The report showed that throughout the Carter programme, the level of engagement from hospital pharmacy teams has been excellent. All non-specialist acute hospitals (with a single exception) produced hospital pharmacy transformation plans that have been ratified through their trust boards and that demonstrate a clear understanding of the Carter report. The pharmacy community embraced the challenge of eradicating unwarranted variation and the opportunities for service transformation.

In addition to the above work, NHSI  is also leading the Getting it Right First Time (GIRFT) programme, which is focused on clinically-led and data-driven reviews of patient-level clinical pathways in secondary care. As part of the GIRFT programme, a number of common themes have been recognised within the 36 clinical work streams. These have subsequently become cross-cutting work themes including hospital pharmacy and medicines optimisation. This approach will also support GIRFT’s intention to embed a new kind of ‘business as usual’ in secondary care, in which a provider or clinician ‘getting it right first time’ is the established norm to a greater degree than at present. In other words, unwarranted variation is minimised, and any remaining unwarranted variation is addressed effectively through a process of continual quality improvement.
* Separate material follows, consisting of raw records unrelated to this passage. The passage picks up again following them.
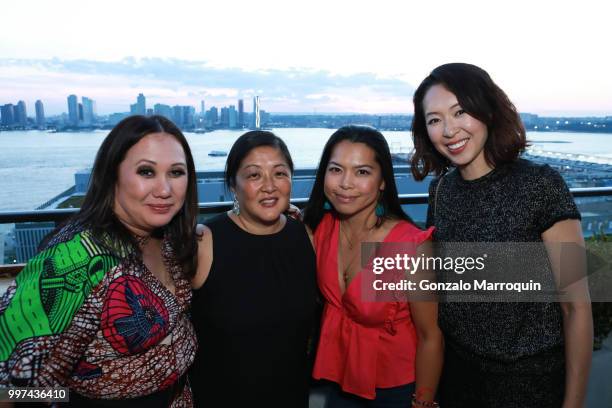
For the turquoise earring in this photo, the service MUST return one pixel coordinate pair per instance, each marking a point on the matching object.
(380, 210)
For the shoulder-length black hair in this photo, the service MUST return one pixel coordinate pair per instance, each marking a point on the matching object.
(374, 140)
(243, 146)
(481, 98)
(96, 213)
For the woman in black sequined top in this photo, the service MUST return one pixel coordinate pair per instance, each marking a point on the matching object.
(468, 133)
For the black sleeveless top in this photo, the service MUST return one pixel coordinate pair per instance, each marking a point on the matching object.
(253, 317)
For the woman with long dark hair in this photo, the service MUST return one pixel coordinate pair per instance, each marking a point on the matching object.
(102, 308)
(371, 353)
(468, 133)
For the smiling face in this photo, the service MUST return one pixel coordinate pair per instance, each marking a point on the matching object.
(151, 184)
(454, 133)
(263, 185)
(353, 178)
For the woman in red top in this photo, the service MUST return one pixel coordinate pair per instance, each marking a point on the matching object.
(377, 353)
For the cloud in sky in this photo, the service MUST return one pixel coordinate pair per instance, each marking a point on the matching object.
(114, 85)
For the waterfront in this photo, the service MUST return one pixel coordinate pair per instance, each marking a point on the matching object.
(36, 166)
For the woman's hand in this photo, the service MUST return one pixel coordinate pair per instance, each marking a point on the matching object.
(294, 212)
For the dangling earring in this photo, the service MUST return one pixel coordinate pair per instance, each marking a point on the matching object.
(236, 208)
(380, 210)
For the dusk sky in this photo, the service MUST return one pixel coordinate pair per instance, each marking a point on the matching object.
(551, 57)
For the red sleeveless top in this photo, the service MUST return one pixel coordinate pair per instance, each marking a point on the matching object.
(363, 345)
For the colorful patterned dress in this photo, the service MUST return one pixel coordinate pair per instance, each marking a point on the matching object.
(89, 315)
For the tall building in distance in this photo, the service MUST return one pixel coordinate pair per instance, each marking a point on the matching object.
(233, 117)
(163, 110)
(240, 113)
(40, 114)
(89, 111)
(73, 110)
(256, 119)
(21, 115)
(8, 114)
(140, 107)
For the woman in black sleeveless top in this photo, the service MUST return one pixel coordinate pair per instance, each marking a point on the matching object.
(255, 291)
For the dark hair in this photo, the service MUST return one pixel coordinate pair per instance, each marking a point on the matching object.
(481, 98)
(97, 213)
(243, 146)
(372, 138)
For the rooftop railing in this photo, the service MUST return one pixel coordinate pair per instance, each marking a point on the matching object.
(597, 215)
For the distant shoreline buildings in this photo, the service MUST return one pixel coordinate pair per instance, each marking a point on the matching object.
(83, 115)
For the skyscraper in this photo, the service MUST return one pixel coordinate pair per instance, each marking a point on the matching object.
(21, 115)
(140, 107)
(8, 114)
(40, 113)
(142, 104)
(88, 111)
(73, 110)
(224, 117)
(213, 116)
(163, 110)
(240, 113)
(256, 120)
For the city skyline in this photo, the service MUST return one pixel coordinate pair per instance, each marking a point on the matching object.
(337, 57)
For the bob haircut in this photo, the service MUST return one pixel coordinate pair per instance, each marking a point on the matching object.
(97, 213)
(243, 146)
(372, 138)
(482, 99)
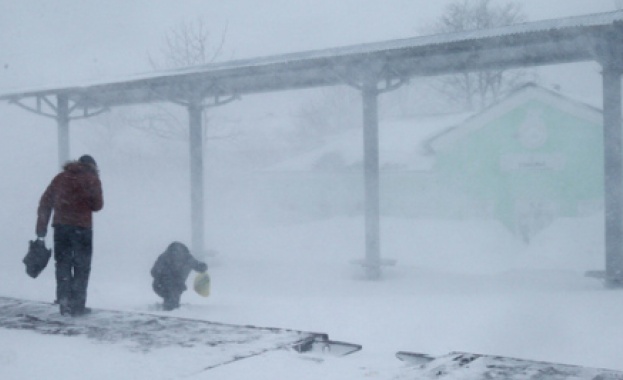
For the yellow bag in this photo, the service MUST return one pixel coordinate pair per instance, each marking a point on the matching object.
(202, 284)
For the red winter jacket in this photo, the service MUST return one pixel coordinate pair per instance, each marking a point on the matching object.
(74, 194)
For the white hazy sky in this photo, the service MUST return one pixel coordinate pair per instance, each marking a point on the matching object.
(60, 42)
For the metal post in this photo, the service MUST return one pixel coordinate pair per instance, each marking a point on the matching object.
(196, 177)
(613, 176)
(371, 178)
(62, 120)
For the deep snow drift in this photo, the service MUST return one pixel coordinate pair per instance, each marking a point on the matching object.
(458, 285)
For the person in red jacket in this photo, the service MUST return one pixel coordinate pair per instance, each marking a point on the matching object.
(73, 196)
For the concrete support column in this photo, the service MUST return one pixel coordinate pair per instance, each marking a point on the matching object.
(613, 176)
(196, 178)
(62, 120)
(371, 179)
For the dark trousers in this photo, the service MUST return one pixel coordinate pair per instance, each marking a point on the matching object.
(73, 249)
(170, 295)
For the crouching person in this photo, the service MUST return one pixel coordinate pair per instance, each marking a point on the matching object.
(170, 272)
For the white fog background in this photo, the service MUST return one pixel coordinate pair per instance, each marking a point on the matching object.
(457, 286)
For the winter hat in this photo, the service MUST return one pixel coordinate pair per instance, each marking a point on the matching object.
(86, 159)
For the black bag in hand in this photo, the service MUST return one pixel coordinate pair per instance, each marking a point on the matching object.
(37, 257)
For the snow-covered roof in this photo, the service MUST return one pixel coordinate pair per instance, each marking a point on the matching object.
(445, 139)
(410, 144)
(528, 44)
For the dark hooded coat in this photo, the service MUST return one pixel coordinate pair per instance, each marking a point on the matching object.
(172, 268)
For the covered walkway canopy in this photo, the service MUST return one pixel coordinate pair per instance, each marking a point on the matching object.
(371, 68)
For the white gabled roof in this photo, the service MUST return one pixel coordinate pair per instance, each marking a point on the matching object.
(446, 139)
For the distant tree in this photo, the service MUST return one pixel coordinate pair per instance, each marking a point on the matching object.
(185, 45)
(189, 44)
(476, 90)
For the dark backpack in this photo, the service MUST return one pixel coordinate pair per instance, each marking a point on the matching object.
(37, 257)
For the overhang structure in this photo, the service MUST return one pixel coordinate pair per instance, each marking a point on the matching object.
(372, 68)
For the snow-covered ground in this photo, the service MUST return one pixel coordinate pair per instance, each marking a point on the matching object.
(457, 286)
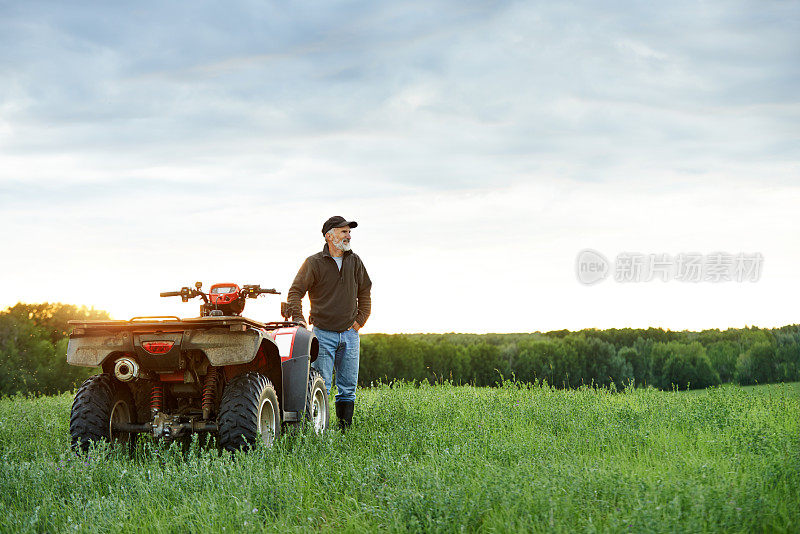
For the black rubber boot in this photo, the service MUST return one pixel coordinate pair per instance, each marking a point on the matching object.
(344, 413)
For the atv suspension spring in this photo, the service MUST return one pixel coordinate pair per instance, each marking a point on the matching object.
(209, 391)
(156, 397)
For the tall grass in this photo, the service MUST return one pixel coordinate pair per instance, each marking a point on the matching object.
(438, 459)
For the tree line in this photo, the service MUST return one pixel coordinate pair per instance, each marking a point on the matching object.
(33, 346)
(662, 358)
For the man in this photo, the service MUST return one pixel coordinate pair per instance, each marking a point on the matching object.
(339, 290)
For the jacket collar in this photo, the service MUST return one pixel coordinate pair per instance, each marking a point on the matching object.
(326, 252)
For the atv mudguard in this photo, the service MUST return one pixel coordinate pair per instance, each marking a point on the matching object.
(224, 340)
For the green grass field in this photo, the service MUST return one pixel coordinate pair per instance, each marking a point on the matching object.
(435, 459)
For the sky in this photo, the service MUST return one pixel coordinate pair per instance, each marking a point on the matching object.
(481, 146)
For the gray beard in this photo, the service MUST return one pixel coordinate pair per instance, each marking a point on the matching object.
(341, 245)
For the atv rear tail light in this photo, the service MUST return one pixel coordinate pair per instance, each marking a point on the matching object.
(157, 347)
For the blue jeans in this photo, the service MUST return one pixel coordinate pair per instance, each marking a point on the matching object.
(339, 351)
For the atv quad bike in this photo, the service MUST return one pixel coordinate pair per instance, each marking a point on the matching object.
(219, 373)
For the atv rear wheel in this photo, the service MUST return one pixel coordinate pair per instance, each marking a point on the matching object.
(317, 403)
(99, 403)
(248, 412)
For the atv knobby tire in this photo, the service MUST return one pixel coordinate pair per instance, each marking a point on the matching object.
(248, 412)
(317, 415)
(100, 402)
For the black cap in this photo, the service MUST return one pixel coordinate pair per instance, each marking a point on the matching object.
(337, 222)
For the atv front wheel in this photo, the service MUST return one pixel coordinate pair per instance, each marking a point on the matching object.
(248, 412)
(99, 403)
(317, 403)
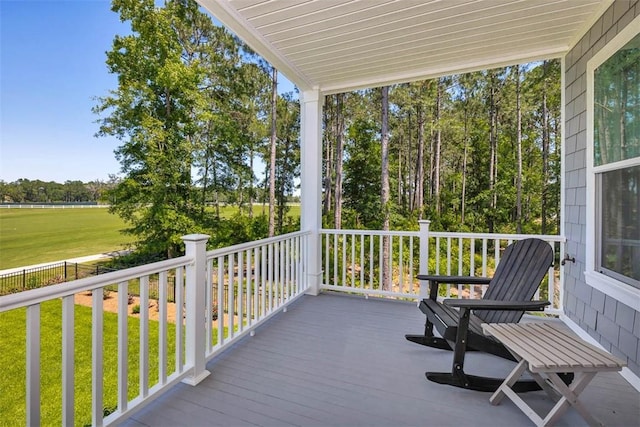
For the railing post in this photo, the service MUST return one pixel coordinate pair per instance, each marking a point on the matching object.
(195, 307)
(424, 257)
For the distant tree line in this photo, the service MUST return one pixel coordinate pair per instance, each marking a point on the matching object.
(196, 111)
(37, 191)
(475, 152)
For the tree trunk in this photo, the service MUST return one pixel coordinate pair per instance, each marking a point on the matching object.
(545, 152)
(419, 194)
(465, 154)
(272, 158)
(384, 195)
(519, 154)
(437, 146)
(339, 158)
(328, 156)
(493, 150)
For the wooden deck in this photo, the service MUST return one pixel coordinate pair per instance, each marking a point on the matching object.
(337, 360)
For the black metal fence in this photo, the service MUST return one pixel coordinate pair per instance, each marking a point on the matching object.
(38, 277)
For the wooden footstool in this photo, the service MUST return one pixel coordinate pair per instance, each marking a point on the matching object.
(545, 349)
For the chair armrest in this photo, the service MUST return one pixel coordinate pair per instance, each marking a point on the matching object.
(461, 280)
(482, 304)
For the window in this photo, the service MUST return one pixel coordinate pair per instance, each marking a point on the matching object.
(614, 163)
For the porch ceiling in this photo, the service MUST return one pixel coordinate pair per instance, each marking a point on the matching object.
(341, 45)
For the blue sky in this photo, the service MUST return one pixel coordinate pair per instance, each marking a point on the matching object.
(52, 67)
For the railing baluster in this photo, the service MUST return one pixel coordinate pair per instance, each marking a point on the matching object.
(271, 276)
(263, 288)
(240, 288)
(362, 261)
(484, 257)
(208, 296)
(249, 275)
(371, 269)
(400, 265)
(335, 259)
(33, 365)
(123, 344)
(96, 357)
(437, 249)
(162, 327)
(144, 336)
(411, 276)
(343, 237)
(179, 290)
(68, 360)
(231, 295)
(287, 268)
(221, 300)
(390, 260)
(326, 259)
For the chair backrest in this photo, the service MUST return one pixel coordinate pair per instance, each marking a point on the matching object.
(518, 275)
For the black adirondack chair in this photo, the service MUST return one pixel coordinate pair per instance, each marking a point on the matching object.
(517, 277)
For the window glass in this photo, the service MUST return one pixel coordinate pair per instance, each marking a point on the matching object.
(620, 224)
(617, 106)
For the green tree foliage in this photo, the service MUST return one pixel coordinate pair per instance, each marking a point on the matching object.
(189, 110)
(37, 191)
(453, 155)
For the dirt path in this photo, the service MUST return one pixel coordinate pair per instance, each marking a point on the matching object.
(110, 303)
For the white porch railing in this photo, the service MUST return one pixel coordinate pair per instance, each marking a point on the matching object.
(234, 289)
(220, 296)
(354, 261)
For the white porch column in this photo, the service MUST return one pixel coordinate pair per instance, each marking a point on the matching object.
(424, 258)
(311, 182)
(195, 311)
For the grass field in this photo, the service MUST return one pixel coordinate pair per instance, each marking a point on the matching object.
(12, 360)
(33, 236)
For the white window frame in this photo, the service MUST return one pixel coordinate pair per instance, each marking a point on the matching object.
(621, 291)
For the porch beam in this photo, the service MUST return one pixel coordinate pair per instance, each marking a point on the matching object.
(311, 102)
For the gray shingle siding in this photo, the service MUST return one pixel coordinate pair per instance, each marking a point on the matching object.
(613, 324)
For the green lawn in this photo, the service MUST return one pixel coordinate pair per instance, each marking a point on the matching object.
(33, 236)
(12, 360)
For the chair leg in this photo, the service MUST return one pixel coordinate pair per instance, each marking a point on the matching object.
(432, 341)
(429, 339)
(458, 378)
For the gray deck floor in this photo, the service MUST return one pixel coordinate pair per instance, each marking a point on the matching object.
(336, 360)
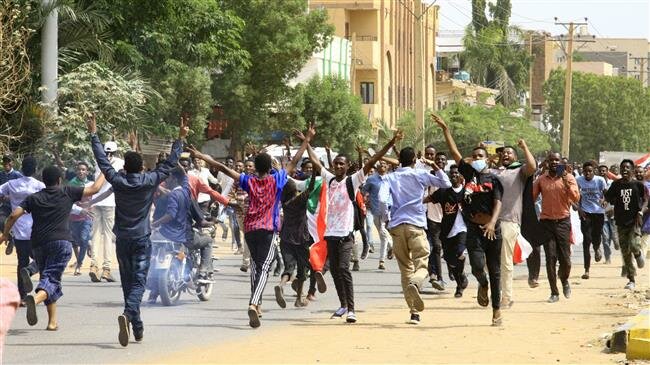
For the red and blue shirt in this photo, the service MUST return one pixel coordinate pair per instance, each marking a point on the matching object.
(264, 206)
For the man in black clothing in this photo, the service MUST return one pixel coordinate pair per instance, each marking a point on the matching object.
(134, 193)
(627, 195)
(481, 209)
(453, 232)
(51, 247)
(295, 241)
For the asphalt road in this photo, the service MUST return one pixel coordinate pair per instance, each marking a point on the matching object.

Like the GIRFT programme, the Hospital Pharmacy & Medicines Optimisation programme has been data-driven throughout, and the NHSI Model Hospital system had supported a range of metrics designed to show improvements in both how services are delivered in line with the Carter principles but also, through the Top 10 medicines, in the scale of delivery of savings achieved. This is further linked to the uptake of innovative medicines such as biosimilars and the use of generic medicines, which in 2017-18 delivered £324m of benefit to the NHS together with increased access to medicines for patients.

As the programme looks forward to 202021, the importance of the digital medicines agenda in supporting GIRFT, the Medicines Value Programme, and the full optimisation of the use of medicines has been recognised. Funding announced by Hunt in February will shortly be made available for NHS trusts who have not yet started to introduce e-prescribing and other digital infrastructure enhancements that will continue to support the optimal use of medicines and the pharmacy teams who support the best use of medicines.